Velocity Reviews - Computer Hardware Reviews

Velocity Reviews > Newsgroups > Programming > Python > Re: Multi thread reading a file

Reply
Thread Tools

Re: Multi thread reading a file

 
 
Gabriel Genellina
Guest
Posts: n/a
 
      07-01-2009
En Tue, 30 Jun 2009 22:52:18 -0300, Mag Gam <(E-Mail Removed)> escribió:

> I am very new to python and I am in the process of loading a very
> large compressed csv file into another format. I was wondering if I
> can do this in a multi thread approach.


Does the format conversion involve a significant processing time? If not,
the total time is dominated by the I/O time (reading and writing the file)
so it's doubtful you gain anything from multiple threads.

> Here is the pseudo code I was thinking about:
>
> Let T = Total number of lines in a file, Example 1000000 (1 million
> files)
> Let B = Total number of lines in a buffer, for example 10000 lines
>
>
> Create a thread to read until buffer
> Create another thread to read buffer+buffer ( So we have 2 threads
> now. But since the file is zipped I have to wait until the first
> thread is completed. Unless someone knows of a clever technique.
> Write the content of thread 1 into a numpy array
> Write the content of thread 2 into a numpy array


Can you process each line independently? Is the record order important? If
not (or at least, some local dis-ordering is acceptable) you may use a few
worker threads (doing the conversion), feed them thru a Queue object, put
the converted lines into another Queue, and let another thread write the
results onto the destination file.

import Queue, threading, csv

def convert(in_queue, out_queue):
while True:
row = in_queue.get()
if row is None: break
# ... convert row
out_queue.put(converted_line)

def write_output(out_queue):
while True:
line = out_queue.get()
if line is None: break
# ... write line to output file

in_queue = Queue.Queue()
out_queue = Queue.Queue()
tlist = []
for i in range(4):
t = threading.Thread(target=convert, args=(in_queue, out_queue))
t.start()
tlist.append(t)
output_thread = threading.Thread(target=write_output, args=(out_queue,))
output_thread.start()

with open("...") as csvfile:
reader = csv.reader(csvfile, ...)
for row in reader:
in_queue.put(row)

for t in tlist: in_queue.put(None) # indicate end-of-work
for t in tlist: t.join() # wait until finished
out_queue.put(None)
output_thread.join() # wait until finished

--
Gabriel Genellina

 
Reply With Quote
 
 
 
 
Stefan Behnel
Guest
Posts: n/a
 
      07-01-2009
Gabriel Genellina wrote:
> En Tue, 30 Jun 2009 22:52:18 -0300, Mag Gam <(E-Mail Removed)> escribió:
>
>> I am very new to python and I am in the process of loading a very
>> large compressed csv file into another format. I was wondering if I
>> can do this in a multi thread approach.

>
> Does the format conversion involve a significant processing time? If
> not, the total time is dominated by the I/O time (reading and writing
> the file) so it's doubtful you gain anything from multiple threads.

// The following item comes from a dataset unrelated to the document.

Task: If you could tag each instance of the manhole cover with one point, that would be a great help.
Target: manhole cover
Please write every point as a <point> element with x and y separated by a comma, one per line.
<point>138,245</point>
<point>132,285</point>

Well, the OP didn't say anything about multiple processors, so multiple
threads may not help wrt. processing time. However, if the file is large
and the OS can schedule the I/O in a way that a seek disaster is avoided
(although that's hard to assure with today's hard disk storage density, but
SSDs may benefit), multiple threads reading multiple partial streams may
still reduce the overall runtime due to increased I/O throughput.

That said, the OP was mentioning that the data was compressed, so I doubt
that the I/O bandwidth is a problem here. As another poster put it: why
bother? Run a few benchmarks first to see where (and if!) things really get
slow, and then check what to do about the real problem.

Stefan
 
Reply With Quote
 
 
 
 
Gabriel Genellina
Guest
Posts: n/a
 
      07-02-2009
En Wed, 01 Jul 2009 12:49:31 -0300, Scott David Daniels
<(E-Mail Removed)> escribió:

> Gabriel Genellina wrote:
>> ...
>> def convert(in_queue, out_queue):
>> while True:
>> row = in_queue.get()
>> if row is None: break
>> # ... convert row
>> out_queue.put(converted_line)

>
> These loops work well with the two-argument version of iter,
> which is easy to forget, but quite useful to have in your bag
> of tricks:
>
> def convert(in_queue, out_queue):
> for row in iter(in_queue.get, None):
> # ... convert row
> out_queue.put(converted_line)


Yep, I always forget about that variant of iter() -- very handy!

--
Gabriel Genellina

 
Reply With Quote
 
ryles
Guest
Posts: n/a
 
      07-03-2009
On Jul 2, 6:10*am, "Gabriel Genellina" <(E-Mail Removed)> wrote:
> En Wed, 01 Jul 2009 12:49:31 -0300, Scott David Daniels *
> <(E-Mail Removed)> escribió:
> > These loops work well with the two-argument version of iter,
> > which is easy to forget, but quite useful to have in your bag
> > of tricks:

>
> > * * *def convert(in_queue, out_queue):
> > * * * * *for row in iter(in_queue.get, None):
> > * * * * * * *# ... convert row
> > * * * * * * *out_queue.put(converted_line)

>
> Yep, I always forget about that variant of iter() -- very handy!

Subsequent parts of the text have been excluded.